The news comes as the home's financial officer announced Thursday the Dunkirk nursing facility will run out of cash by the middle of next year.
A resolution to appropriate $500,000 out of the county's fund balance to match a federal grant failed to pass Wednesday's Human Services Committee meeting and was tabled during Thursday's Audit and Control Committee meeting.
The resolution was signed by Minority Leader Lori Cornell, D-Jamestown, and will head to the legislature floor during next week's full-body meeting.
Largely, legislators in both committees agreed funding would help the cash-strapped County Home, however, neither group would commit to providing taxpayer money until a study was complete on the financial stability of the facility.
An ad-hoc committee, chaired by Legislator John Runkle, R-Stockton, has tapped the Center for Governmental Research to perform the viability study.
The potential revenue stream has the backing of several legislators and County Executive Greg Edwards, who called the funding a "smart business move" for the county.
"I think that this is a great opportunity to give back a little money to the County Home," Victoria James, D-Jamestown, said Wednesday.
The resolution was drafted after the county's 2011 budget yielded almost $10 million in excess funds through reconciliation.
George Borrello, R-Irving, suggested tabling the resolution in order to secure more information - which includes possibly fronting more money to obtain additional IGT funds. The federal government requires a local share for the IGT funds, usually for a dollar-to-dollar match.
Borrello said even if the County Home were to be sold or leased, the county would still be on the hook to subsidize the home should the facility deplete its own fund balance.
"It's still going to take at least a year to 18 months to happen," Borrello said of a possible sale. "So no matter what decision is made, we're going to be in the County Home business for at least the next year. So this money and the matching funds from the federal government can only help us. It can only help our deficit situation next year."
The County Home, which has been marketed by the firm Marcus & Millichap, could receive up to $3.6 million if the maximum amount were sought.
Not all legislators, however, were in favor of fronting the money out of the county's fund balance to supplement the home's fund balance.
"I think it is very premature to spend $500,000 to try to get an IGT match that will not be realized and will do really nothing for the home other than being a balance sheet item," Vincent Horrigan, R-Bemus Point, said Wednesday.
Horrigan said if the commissioned study shows the County Home could continue financially on its own, he would support funding a government match in next year's budget.

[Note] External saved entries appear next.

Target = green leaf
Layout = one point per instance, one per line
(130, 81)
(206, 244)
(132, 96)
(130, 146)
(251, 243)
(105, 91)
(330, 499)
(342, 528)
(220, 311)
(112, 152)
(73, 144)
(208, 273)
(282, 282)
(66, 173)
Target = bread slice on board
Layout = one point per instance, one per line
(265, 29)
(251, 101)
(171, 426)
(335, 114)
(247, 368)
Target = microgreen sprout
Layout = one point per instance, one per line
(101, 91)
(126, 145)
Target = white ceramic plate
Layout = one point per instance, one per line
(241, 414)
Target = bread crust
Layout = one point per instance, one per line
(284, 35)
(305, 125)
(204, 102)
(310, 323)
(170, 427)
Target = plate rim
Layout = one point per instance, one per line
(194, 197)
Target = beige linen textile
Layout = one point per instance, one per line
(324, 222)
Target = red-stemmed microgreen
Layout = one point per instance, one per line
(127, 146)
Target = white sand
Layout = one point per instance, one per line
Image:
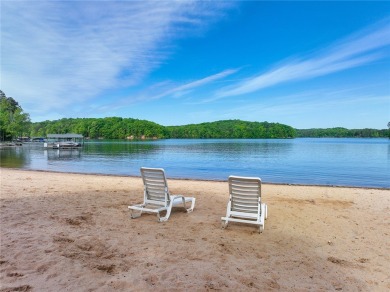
(72, 232)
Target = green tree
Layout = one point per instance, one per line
(13, 121)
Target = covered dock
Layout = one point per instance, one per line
(64, 141)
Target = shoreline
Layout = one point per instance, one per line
(66, 231)
(203, 180)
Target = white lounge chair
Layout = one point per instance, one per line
(245, 204)
(157, 197)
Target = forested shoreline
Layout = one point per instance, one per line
(14, 123)
(128, 128)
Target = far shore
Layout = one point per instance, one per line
(73, 232)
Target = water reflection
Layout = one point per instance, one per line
(63, 154)
(357, 162)
(13, 157)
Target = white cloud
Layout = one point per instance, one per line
(57, 53)
(359, 49)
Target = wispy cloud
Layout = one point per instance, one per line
(58, 53)
(359, 49)
(185, 88)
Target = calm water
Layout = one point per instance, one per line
(344, 162)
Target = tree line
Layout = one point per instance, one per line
(16, 123)
(343, 133)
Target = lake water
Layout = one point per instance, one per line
(311, 161)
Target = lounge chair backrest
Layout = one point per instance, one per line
(155, 184)
(245, 194)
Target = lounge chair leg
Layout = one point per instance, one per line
(135, 215)
(224, 224)
(192, 206)
(261, 228)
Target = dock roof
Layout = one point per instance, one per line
(64, 136)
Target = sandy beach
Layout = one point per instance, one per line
(73, 232)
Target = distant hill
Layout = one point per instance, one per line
(232, 129)
(127, 128)
(343, 133)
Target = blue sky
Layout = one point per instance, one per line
(306, 64)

"We can allocate these funds through the budget process next year," he said. "And maybe it's more, maybe it's less, but we'll put IGT considerations right in line with the other budget priorities."
Colleen Wright, the County Home's financial officer, said the County Home will run out of money by the middle of next year unless more revenue is secured. The home is expected to face a $3.75 million deficit next year, which would all but deplete its fund balance.
Wright said there is enough cash in its accounts for the home to make it through this year.
Kitty Crow, county budget director, said the legislature has until June 20 to make its local share payment to the federal government. If the payment is not received by then, the County Home would not receive IGT dollars for the current round of funding - currently in the state's 2010-2011 fiscal year.
Crow acknowledged there was some confusion over the payment schedule in connection to the state's fiscal year. Last October, the home received a $3.2 million payment in IGT funds from the state's 2009-2010 year.
However, she affirmed payments from the county go toward the year IGT funds are doled out to the County Home.